Step 4: Lose your goddamned mind at how almost any other database, especially relational databases, can perform these operations in milliseconds.

it isnt acceptable, but it was fixed and isn't really relevant

its like citing shellshock for why you dont use linux. downy argument

>isn't really relevant

Your argument for using NodeJS is literally "it's easy, just use packages other people wrote" so how is it not relevant? This mindset will not work long term as evidenced by npm's clear lack of stability.

>shellshock is evidence of linux's clear lack of stability

see it's still dumb

youd have to have persistent issues for there to be "evidence" of what youre talking about. a thing happening is just a thing

But shards are the secret ingredient in the webscale sauce.

If /dev/null is webscale then I will use it.

Because Facebook is literally retarded and it doesn't solve anything other than Facebook's retarded special snowflake node.js usage.

yeah id never have 100mil mongo records

convenience means not mapping data around

My first experience with Callback Hell was with Node, and boy let me tell you I was not happy.
Living in 80 columns per line land was pure bliss until I stepped into the wonderful world of web development.

Shellshock was a Bash vulnerability, and yes, this among other things is an indication of the lack of stability in the open source community as a whole. Heartbleed went on for how long undetected?

Are you surprised to learn you can have linux without Bash? I mean, you are a NodeJS programmer, so it's hard to be sure without asking.

>yeah id never have 100mil mongo records

Buy my book --

MongoDB: Scaling and how it doesn't affect you (because mongo doesn't scale).

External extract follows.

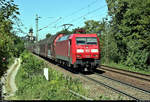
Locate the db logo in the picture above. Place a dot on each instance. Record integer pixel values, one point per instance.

>id never have 100mil mongo records
Spoken like a true webdev

What sane person would develop a DB that isn't supposed to scale?

nothing you do scales either because youve never made anything noteworthy

youd rather theorycraft performance situations you've never experienced in practice while trying to be sanctimonious over programming languages instead of just getting shit done as quick as possible

ive used just about every major language extensively besides java lul

im sure whatever it is you use is totally "the best" in all situations imaginable though dood. you've found the secret

why would you require your user to install node on their own machine?

unless this lack of stability has influenced your use of these tools then what you are currently undergoing is a "non sequitur" which you havent picked up on in the past 3 (you)s for some reason

Node and non make it easy to quickly make shit and start distributing it.

Pretty nice. ES6 pretty much makes JavaScript a very competitive scripting language for sure. Also helps that it has a very fast Kit and is truly universal.

>youd rather theorycraft performance situations you've never experienced in practice

I have experienced this firsthand, sorry. Some millennial decided mongo was a great fit for a rather large dataset my employer manages. Hundreds of millions of documents later we're looking to replace it with a database that actually works.

Why should I even care if I can write java? I can make a hobby project using Spark, it is very easy. I can choose my templating language, whateverstuff.

The concept of having the language provide a package manager drives me up a wall. Why would you want to have some webshit's ruby script messing around with your root filesystem? Most Unix systems already have a package manager, and that should be the only tool that messes around with the software and libraries you have installed.

Using gem/pip/npm to make system wide changes just makes a mess, and makes your system harder to manage. It would be one thing if these tools had the sense to always install to the user's home directory. Instead, the default is usually to drop files into /usr/lib and sort them out never.

exactly this
/thread

This happens every time

>mongo traverses the entire index b-tree to perform a count

jesus, there's no indexes? how horrifying.

i would think there would be a huge incentive for someone to add indexes, even forking the whole project if necessary. keyed retrieval is such a fundamental operation.